Closed Zeus1037 closed 2 months ago
The caption_data.jsonl
file contains the source image path, an edit instruction, the original caption, and the expected caption of the edited image. For region-based editing samples, an additional column "edit_object"
specifies the object to be edited.
Here is an example of the JSONL file format:
Standard Editing Example:
{
"edit_instruction": "Change the setting to a snowy winter scene",
"input_text": "A guy and girl sitting outside, eating hotdogs.",
"input_image": "ShareGPT4V/coco/train2017/000000314048.jpg",
"output_text": "A guy and girl sitting outside, eating hotdogs in a snowy winter scene.",
"global_idx": 2000078
}
Region-Based Editing Example:
{
"edit_instruction": "Replace the train with a magical flying carpet",
"input_text": "Two people are about to board an Amtrak.",
"input_image": "coco/train2014/COCO_train2014_000000178793.jpg",
"output_text": "Two people are about to board a magical flying carpet.",
"global_idx": 1918137,
"edit_object": "train"
}
Due to potential issues with data storage, upload time, and licensing, we are not providing the public available image-caption dataset right now.

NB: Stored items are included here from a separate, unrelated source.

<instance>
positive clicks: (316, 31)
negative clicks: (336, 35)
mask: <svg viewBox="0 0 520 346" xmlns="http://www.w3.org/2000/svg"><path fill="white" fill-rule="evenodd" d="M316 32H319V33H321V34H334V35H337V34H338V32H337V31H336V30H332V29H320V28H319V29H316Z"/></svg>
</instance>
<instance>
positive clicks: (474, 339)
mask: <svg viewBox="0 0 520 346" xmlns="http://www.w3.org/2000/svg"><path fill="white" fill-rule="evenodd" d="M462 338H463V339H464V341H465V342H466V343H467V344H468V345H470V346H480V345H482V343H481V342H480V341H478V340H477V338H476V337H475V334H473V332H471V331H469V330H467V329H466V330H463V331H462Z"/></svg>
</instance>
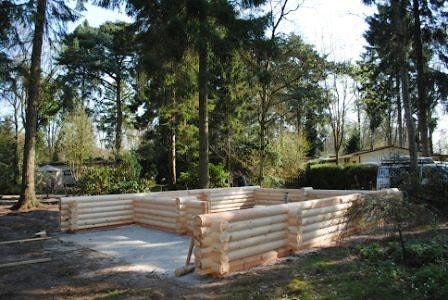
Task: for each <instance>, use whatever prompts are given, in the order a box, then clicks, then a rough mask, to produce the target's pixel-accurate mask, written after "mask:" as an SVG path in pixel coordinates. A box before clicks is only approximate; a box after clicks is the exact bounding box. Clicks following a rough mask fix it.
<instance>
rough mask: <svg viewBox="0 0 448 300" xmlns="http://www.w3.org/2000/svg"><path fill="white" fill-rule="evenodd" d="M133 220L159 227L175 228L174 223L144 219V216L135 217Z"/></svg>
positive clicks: (175, 224)
mask: <svg viewBox="0 0 448 300" xmlns="http://www.w3.org/2000/svg"><path fill="white" fill-rule="evenodd" d="M135 222H136V223H142V224H147V225H153V226H158V227H161V228H168V229H173V230H176V229H177V226H176V223H170V222H162V221H156V220H150V219H144V218H135Z"/></svg>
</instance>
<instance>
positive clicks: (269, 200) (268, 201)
mask: <svg viewBox="0 0 448 300" xmlns="http://www.w3.org/2000/svg"><path fill="white" fill-rule="evenodd" d="M255 203H256V204H257V205H278V204H283V203H285V201H283V200H278V201H276V200H275V201H274V200H257V201H256V202H255Z"/></svg>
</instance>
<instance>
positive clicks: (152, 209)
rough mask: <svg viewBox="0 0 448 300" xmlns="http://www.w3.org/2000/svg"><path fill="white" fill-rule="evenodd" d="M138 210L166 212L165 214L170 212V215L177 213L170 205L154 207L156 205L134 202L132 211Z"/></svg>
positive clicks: (178, 210) (149, 203)
mask: <svg viewBox="0 0 448 300" xmlns="http://www.w3.org/2000/svg"><path fill="white" fill-rule="evenodd" d="M140 209H147V210H155V211H167V212H172V213H177V212H178V211H179V210H178V209H177V208H176V207H175V206H172V205H156V204H150V203H142V202H135V203H134V210H135V211H139V210H140Z"/></svg>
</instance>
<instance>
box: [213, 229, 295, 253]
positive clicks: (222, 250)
mask: <svg viewBox="0 0 448 300" xmlns="http://www.w3.org/2000/svg"><path fill="white" fill-rule="evenodd" d="M287 236H288V235H287V233H286V232H285V231H284V230H281V231H275V232H271V233H267V234H263V235H257V236H255V237H252V238H247V239H244V240H239V241H233V242H230V243H227V244H223V245H222V246H221V250H222V251H229V252H231V251H236V250H241V249H244V248H248V247H252V246H255V245H262V244H266V243H270V242H272V241H276V240H286V239H287Z"/></svg>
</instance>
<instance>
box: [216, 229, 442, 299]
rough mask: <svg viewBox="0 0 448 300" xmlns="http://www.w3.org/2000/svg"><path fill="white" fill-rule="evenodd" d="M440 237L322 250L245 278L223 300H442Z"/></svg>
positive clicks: (228, 292) (379, 242) (230, 288)
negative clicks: (398, 244) (405, 245)
mask: <svg viewBox="0 0 448 300" xmlns="http://www.w3.org/2000/svg"><path fill="white" fill-rule="evenodd" d="M445 235H446V233H444V232H443V231H441V232H439V233H437V232H429V234H427V235H426V236H424V237H417V238H412V239H409V240H408V241H407V250H408V255H407V257H405V258H403V255H402V253H401V248H400V247H399V246H398V244H397V243H396V242H394V241H392V242H391V241H380V242H369V243H363V244H361V245H359V246H356V247H345V248H343V247H340V248H330V249H323V250H321V251H317V252H314V253H310V254H307V255H305V256H300V257H298V258H297V259H296V260H294V261H292V262H289V263H286V264H283V265H281V266H277V267H276V268H272V269H271V270H266V271H260V272H259V273H256V275H246V276H243V277H240V278H236V280H235V281H234V282H233V283H231V284H229V285H228V286H227V287H226V289H227V290H228V291H229V292H228V293H226V294H225V296H224V297H223V298H225V299H304V300H306V299H448V241H447V239H446V236H445Z"/></svg>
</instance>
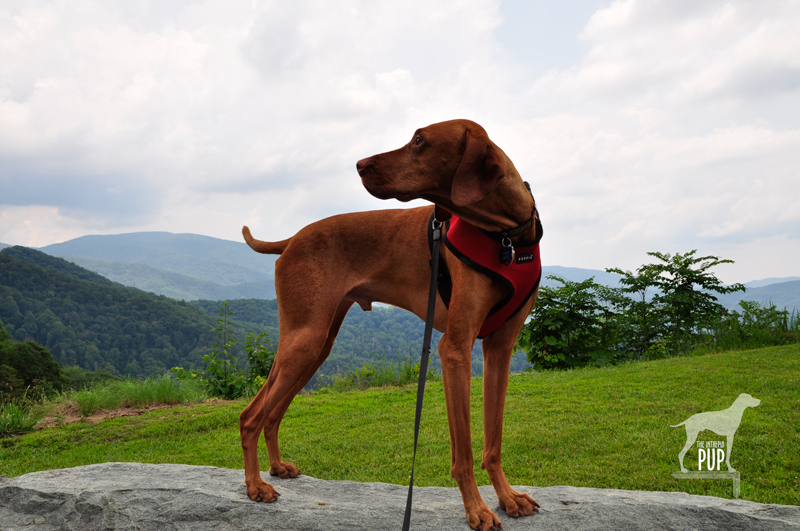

However, you can create your own dataset following Follow the structure of the example JSONL files provided above. You can simply gather your data, structure it according to the provided format, and run your scripts for data generation.
Hi, Thanks for your excellent work. I am trying to use this pipeline for data generation. And I want to know whether the jsonl file mentioned in run_sdxl_turbo_p2p_i2i_8gpu.sh will be released later? Thx.